Geschenke zum Muttertag : Bloß keine Blumen!

Viele Mütter hätten lieber ein entspanntes Bad, statt Blumen oder Basteleien.
Viele Mütter hätten lieber ein entspanntes Bad, statt Blumen oder Basteleien.

Alle Jahre wieder gibt es die gleichen Geschenke zum Muttertag – was Mütter aber wirklich wollen, ist Aufmerksamkeit.

svz.de von
14. Mai 2017, 08:40 Uhr

Annette Loers möchte nicht. Sie möchte keinen Gutschein für Maniküre, auch keine selbstgebastelten Batikherzen. Zum Muttertag braucht die Mutter zweier Kinder all diese Dinge nicht. „Als Alleinerziehende ist mein Wellnessprogramm, wenn ich dusche. Oder wenn ich mal essen kann, was ich möchte.“ Die 46-jährige Stuttgarterin bloggt über das Leben als Alleinerziehende – und vom Muttertag hält sie recht wenig.

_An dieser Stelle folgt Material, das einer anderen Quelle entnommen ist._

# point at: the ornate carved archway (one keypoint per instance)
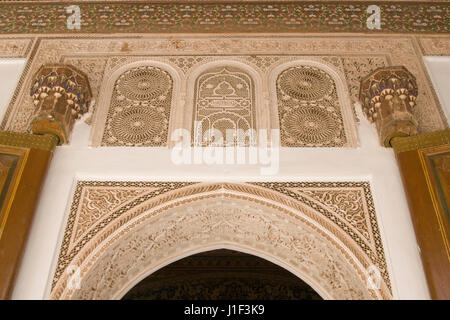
(149, 225)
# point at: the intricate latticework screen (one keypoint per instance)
(140, 108)
(224, 101)
(308, 109)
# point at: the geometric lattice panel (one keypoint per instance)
(345, 209)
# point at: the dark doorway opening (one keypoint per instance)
(222, 275)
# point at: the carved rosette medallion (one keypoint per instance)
(61, 94)
(388, 96)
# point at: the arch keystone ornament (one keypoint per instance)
(388, 96)
(61, 94)
(117, 233)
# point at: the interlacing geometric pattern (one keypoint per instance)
(140, 108)
(308, 109)
(224, 101)
(324, 232)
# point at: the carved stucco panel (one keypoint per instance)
(169, 220)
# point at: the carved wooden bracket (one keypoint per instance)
(61, 94)
(388, 96)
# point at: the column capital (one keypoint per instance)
(61, 95)
(388, 97)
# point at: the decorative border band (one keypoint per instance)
(421, 141)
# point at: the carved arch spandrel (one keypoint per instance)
(196, 217)
(184, 117)
(339, 99)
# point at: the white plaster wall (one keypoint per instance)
(78, 161)
(439, 71)
(10, 71)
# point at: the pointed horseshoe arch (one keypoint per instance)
(208, 216)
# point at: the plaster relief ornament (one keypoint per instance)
(140, 108)
(325, 233)
(308, 108)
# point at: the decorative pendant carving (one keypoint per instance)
(388, 96)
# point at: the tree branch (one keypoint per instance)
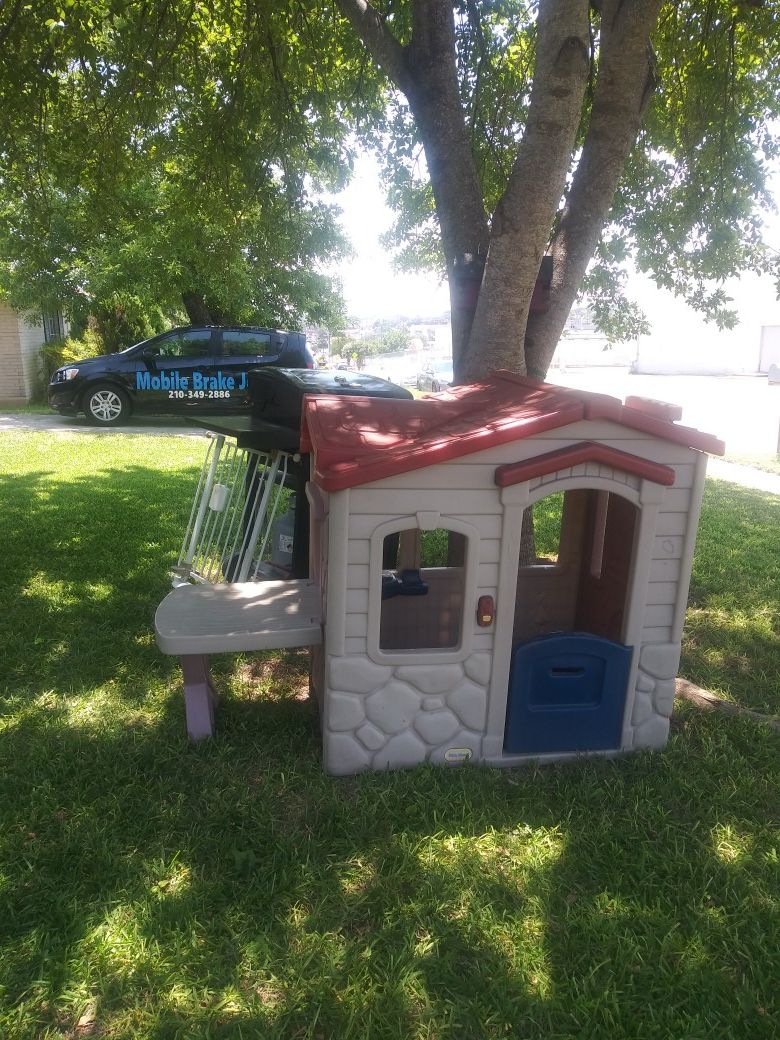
(383, 46)
(625, 83)
(524, 215)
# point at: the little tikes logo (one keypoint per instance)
(192, 381)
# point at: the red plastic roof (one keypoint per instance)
(356, 440)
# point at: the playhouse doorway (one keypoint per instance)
(569, 663)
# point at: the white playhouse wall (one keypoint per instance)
(390, 710)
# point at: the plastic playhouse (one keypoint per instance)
(435, 635)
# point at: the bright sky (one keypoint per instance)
(372, 288)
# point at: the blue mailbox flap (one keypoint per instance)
(567, 693)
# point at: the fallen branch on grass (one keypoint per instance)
(703, 699)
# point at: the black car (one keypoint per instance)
(179, 372)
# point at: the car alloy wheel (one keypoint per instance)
(106, 406)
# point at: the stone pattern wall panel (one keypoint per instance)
(394, 718)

Deshalb hat sie sich im vergangenen Jahr mit anderen Bloggerinnen und Bloggern zusammengetan und den Hashtag #Muttertagswunsch ins Leben gerufen. Sie fluteten die sozialen Netzwerke - und schrieben, was sie sich tatsächlich zum Muttertag wünschen. Denn so, wie der Muttertag heute begangen wird, können viele Mütter wenig damit anfangen.

Kritik am Muttertag ist nichts Neues. Da ist einerseits die Blumenindustrie, die mit dem Tag ordentlich Geld verdienen will. Dann natürlich der geschichtliche Hintergrund: Im Nationalsozialismus wurde er als „Ehrentag“ der kinderreichen Mutter missbraucht. Und nicht zuletzt: Wer will schon einmal im Jahr Wertschätzung, und sich die restlichen 364 für Job, Haushalt, Familie aufreiben?

Was wollen Loers und Co. stattdessen? Aufmerksamkeit – dafür, was Familien und Mütter wirklich brauchen. „Schenk mir keine Blumen, schenk mir eine Lobby“, formuliert es Cornelia Spachtholz vom Verband berufstätiger Mütter, der sich ebenfalls am #Muttertagswunsch beteiligt. Flexible, finanzierbare Kinderbetreuung, eine Kindergrundsicherung, Lohngerechtigkeit, die Abschaffung des Ehegattensplittings und Einführung einer Individualbesteuerung – eine bessere Vereinbarkeit von Beruf und Familie, nennt Spachtholz einige Beispiele für ihre Wünsche. So gesehen geht es darum, den Muttertag neu zu interpretieren. „Ein bisschen mehr so wie der Internationale Frauentag“, sagt Spachtholz.

„Ich finde, das ist ein guter und wichtiger Tag“, sagt auch Anne Schilling, Geschäftsführerin des Müttergenesungswerks. Nur in der Ausgestaltung sei der Muttertag sehr eindimensional. Er vermittle ein Rollenbild, das nicht der Realität entspreche. „Wir haben eine Realität, in der Frauen mit beiden Beinen im Leben stehen“, sagt sie. Sie beobachtet, dass Frauen an vielen Stellen – im Job, als Mutter, in der Ehe und als Freundin, gefordert sind. Das kollidiere häufig mit der Realität – denn es fehle an Unterstützung. „Frauen haben einen wahnsinnigen Druck, sie fühlen sich zerrissen“, kritisiert Schilling. Und oftmals werde ihnen das Gefühl vermittelt: Die Mutterrolle sei die allerwichtigste - ein überholtes Mutterbild.

Anders sieht das die durchaus umstrittene Konservative Birgit Kelle. „Es wird immer künstlich so getan, als wären das überholte Geschlechterklischees“, kritisiert sie. Die Frau, die Kinder großziehe – das sei die Realität in Deutschland. „Die stille Leistung von Müttern wird nicht honoriert, sie bekommen einmal im Jahr einen Blumenstrauß“, sagt auch sie. Die Autorin des Buches „Gendergaga“ setzt allerdings eher auf ein traditionelles Familienbild. Den Muttertag feiert sie mit ihren Kindern auch nicht, über Selbstgebasteltes freut sie sich allerdings dennoch.

Die Alleinerziehende und Bloggerin Loers hingegen ist genervt – von unpassenden Bastelein aus der Schule und der konservativen Ausrichtung des Tages. „Die Mütter kriegen Frühstück zum Muttertag und zum Vatertag gehen die Männer einen heben“, sagt sie.